The study by King's College London has found health care staff working through the pandemic are likely to be suffering from problem drinking, severe anxiety or post-traumatic stress disorder.
Speaking to Premier, Rev Chris van D'Arque said the results of the report are understandable as responsibilities have extended beyond the patients themselves.
"There is no surprise for those of us who are serving and caring for patients and loved ones".
He said the job now involves "liaising with the loved ones back at home, and sometimes facilitating them coming in to say farewell to their loved ones on the wards and the intensive care units. It's not a shock."
Of those taking part on the study, one in eight reported having frequent thoughts of being "better off dead" or hurting themselves. Rev Chris said his workload has increased both in caring for staff as well as patients' families.

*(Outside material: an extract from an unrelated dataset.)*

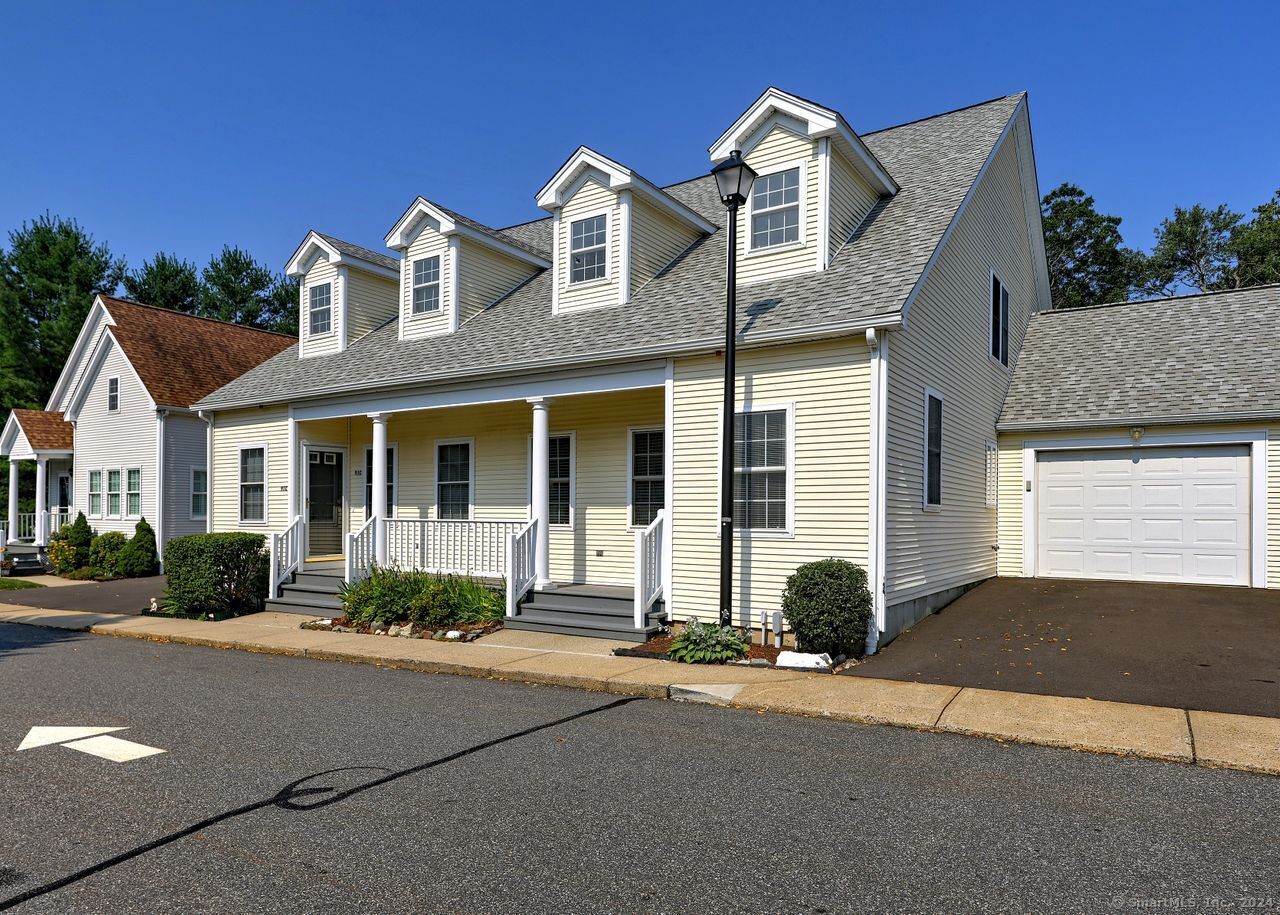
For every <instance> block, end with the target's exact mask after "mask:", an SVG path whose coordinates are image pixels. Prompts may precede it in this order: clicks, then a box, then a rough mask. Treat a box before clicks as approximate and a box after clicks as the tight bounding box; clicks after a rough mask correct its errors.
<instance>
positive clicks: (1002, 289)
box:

"The big thing is that churches closed first time around, I know they're open now, but for us who are here in the NHS, our patients - our congregation so to speak - never went anywhere, they just increased in number.
"It wasn't just that our workload increased, but multiplied because we were having to do the patient-facing care and the care for the loved one separately. So, we are where the staff are, we are where the patients are."
Rev Chris went on to say that prayer for peace is also needed.
"[Pray] for that quality of peace that's beyond our ability to understand because what are seeing in here, we can never forget. And give thanks as well because it's our camaraderie, our support for one another, that is carrying us through...and we are in it to win it."